Readings for Fourth Sunday in Lent: Jos. 5:9A, 10-12; Ps. 34:2-7; 2 Cor. 5: 17-21; Lk. 15: 1-3, 11 32.
Recently, two very good friends challenged me about supporting Marianne Williamson's run for president. "She has no chance," they objected. "You should be supporting Bernie instead."
Their remarks coupled with today's familiar Gospel account of Jesus' Parable of the Prodigal Son have prompted me to explain myself. The parable particularly as re-created by the French Nobel laureate, Andre Gide, is about a person like Marianne Williamson who eventually identified and escaped the oppressive reality we all take as normal. In Gide's interpretation, Jesus' parable is like Plato's Allegory of the Cave.
So, today I want to describe what we might call the "deep politics" of Marianne Williamson. After all, it's her spirituality (her deep politics) that first drew me to support her candidacy. Because of her more than 30 years of work as a spiritual teacher, we can know her more deeply than any other presidential candidate. And that's important. Our interior lives our thoughts and values are finally shaped by our relationship with what we consider ultimately important. They are shaped by what some of us term "God."
So, let me first talk about Marianne's deep politics and then connect it with Gide's interpretation of the Prodigal Son.
To begin with, I'm supporting Marianne Williamson because she represents the most radical candidate in the field "of thousands," as she often jokes. Using the term "radical" here, I'm referring to its etymological meaning which derives from the Latin word radix meaning "root."
Alone in the crowded field of Democratic candidates Marianne puts her finger on what's really ailing our nation. It's not primarily an economic or military problem. No, at root, it's a deeply spiritual malady. Yes, ours is a spiritual problem!
The problem is that rather than "free and brave," we're all scared out of our wits. We subscribe to values that are 180 degrees opposed to those identified as ultimate by all the world's great wisdom traditions be they Christian, Jewish, Muslim, Hindu, Buddhist or atheistic. At their deepest level, all of those traditions converge identifying compassion rather than fear as the supreme human value.
Ms.

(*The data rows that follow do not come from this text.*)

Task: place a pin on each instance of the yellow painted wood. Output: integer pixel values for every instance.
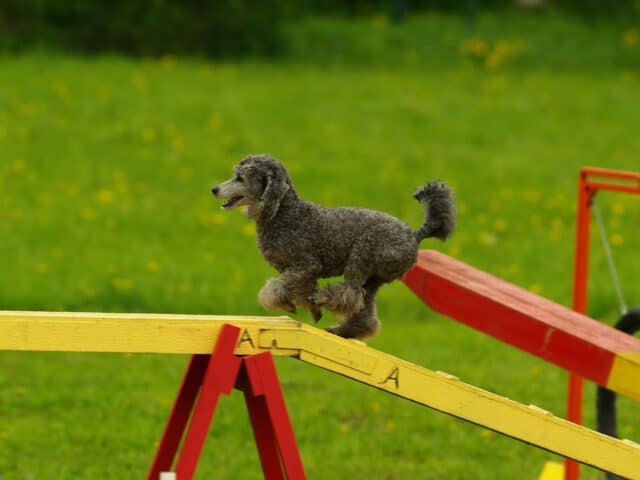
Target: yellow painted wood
(97, 332)
(623, 376)
(552, 471)
(128, 332)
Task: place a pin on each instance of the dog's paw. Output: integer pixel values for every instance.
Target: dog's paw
(340, 298)
(273, 296)
(316, 313)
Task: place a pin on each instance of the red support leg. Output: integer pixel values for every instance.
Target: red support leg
(270, 417)
(213, 375)
(179, 416)
(264, 436)
(219, 378)
(221, 364)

Williamson says it clearly: fear (which is the opposite of compassion) has us captive. Fear has us identifying Russians, Chinese, Muslims, immigrants, refugees, LGBT community members, poor people in general, and even (at our borders) children and babies as somehow our enemies fundamentally unlike us and threatening us at every turn.

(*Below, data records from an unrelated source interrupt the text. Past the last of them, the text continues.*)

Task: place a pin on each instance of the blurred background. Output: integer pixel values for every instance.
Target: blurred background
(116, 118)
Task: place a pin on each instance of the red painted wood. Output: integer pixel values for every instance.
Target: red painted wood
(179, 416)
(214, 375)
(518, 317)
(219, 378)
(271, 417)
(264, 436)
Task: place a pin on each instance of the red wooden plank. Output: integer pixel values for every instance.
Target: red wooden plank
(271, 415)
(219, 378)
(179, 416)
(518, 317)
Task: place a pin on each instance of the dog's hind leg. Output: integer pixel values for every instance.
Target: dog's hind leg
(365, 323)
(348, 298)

None of that is true, Marianne says. It's quite the opposite. All of us have far more in common than anything that can possibly separate us. In fact as she puts it "There is really only one of us here." We are not only sisters and brothers, we are really a single person. What I do to you, I do to myself.
That's really the authentic teaching of Jesus, isn't it? That's the meaning of his words, "Love your neighbor as yourself." We must love our neighbor because our neighbor is our self.

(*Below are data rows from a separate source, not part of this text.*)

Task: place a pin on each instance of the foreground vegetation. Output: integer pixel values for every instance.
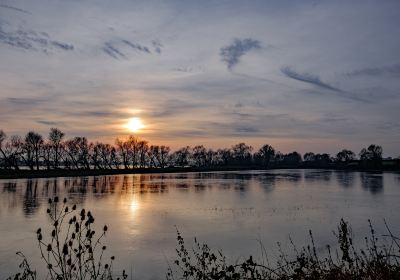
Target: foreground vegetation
(74, 251)
(34, 152)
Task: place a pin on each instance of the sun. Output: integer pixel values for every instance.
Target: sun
(135, 124)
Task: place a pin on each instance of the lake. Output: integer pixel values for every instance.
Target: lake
(231, 211)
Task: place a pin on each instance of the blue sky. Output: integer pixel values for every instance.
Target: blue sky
(300, 75)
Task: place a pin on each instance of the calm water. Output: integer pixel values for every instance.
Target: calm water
(228, 210)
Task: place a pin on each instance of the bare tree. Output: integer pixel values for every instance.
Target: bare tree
(56, 137)
(32, 147)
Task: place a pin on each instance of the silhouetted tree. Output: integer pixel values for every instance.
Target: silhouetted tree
(310, 156)
(143, 148)
(372, 156)
(124, 151)
(11, 151)
(345, 156)
(32, 148)
(56, 137)
(181, 156)
(265, 154)
(199, 154)
(164, 156)
(293, 159)
(77, 153)
(242, 153)
(224, 156)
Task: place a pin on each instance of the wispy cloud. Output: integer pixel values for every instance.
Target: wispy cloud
(112, 51)
(308, 78)
(13, 8)
(137, 46)
(32, 40)
(376, 71)
(231, 54)
(46, 122)
(157, 45)
(117, 48)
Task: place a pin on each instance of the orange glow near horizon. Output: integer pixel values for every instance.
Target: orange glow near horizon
(135, 124)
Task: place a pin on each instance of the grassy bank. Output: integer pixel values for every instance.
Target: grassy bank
(19, 174)
(73, 250)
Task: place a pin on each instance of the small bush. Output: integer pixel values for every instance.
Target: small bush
(72, 249)
(378, 260)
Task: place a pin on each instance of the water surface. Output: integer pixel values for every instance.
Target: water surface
(231, 211)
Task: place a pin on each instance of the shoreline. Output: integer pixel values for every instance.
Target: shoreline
(27, 174)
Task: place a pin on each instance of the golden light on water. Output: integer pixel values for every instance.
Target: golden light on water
(134, 206)
(135, 124)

As Williamson explains, that conviction is what moved the abolitionists, the suffragettes, the civil rights campaigners and many who brought the Vietnam War to an end. It's no accident, she says, that so many of the abolitionists and suffragettes were Quakers, that Martin Luther King was a Baptist preacher, and that anti-war activists like the Berrigan brothers were Catholic priests. Those are the great heroes of the land we call "America." Like Marianne herself, they all recognized our fundamentally spiritual nature.
So, none of us should say all of this is too idealistic. Instead, we should realize that, in effect, Marianne Williamson is challenging Americans to live up to their faith claims. After all, 70% of us claim to be Christian. Then there are the Jews, Muslims, Hindus, Buddhists I already mentioned, as well as atheists and those claiming to be "spiritual but not religious." As I said, all of those traditions, at their most profound level, converge in calls to liberty, equality, and fraternity.
And that brings me to Jesus' Parable of the Prodigal Son and its connection with Marianne Williamson's deep politics. In what I'm about to say, I'm taking my cue from John Dominic Crossan's book The Power of Parable: how fiction by Jesus became fiction about Jesus. There, Crossan suggests challenging Luke's parable as excessively patriarchal. After all, the story is about a bad boy who realizes the error of his ways and returns home to daddy and daddy's patriarchy with its familiar rules, prohibitions, and tried and true ways of doing things.
Crossan asks, what if the prodigal left home and never looked back? Would he have been better off? Would we be better off by not following his example as described today by Luke by instead separating from the patriarchy and leaving home for good?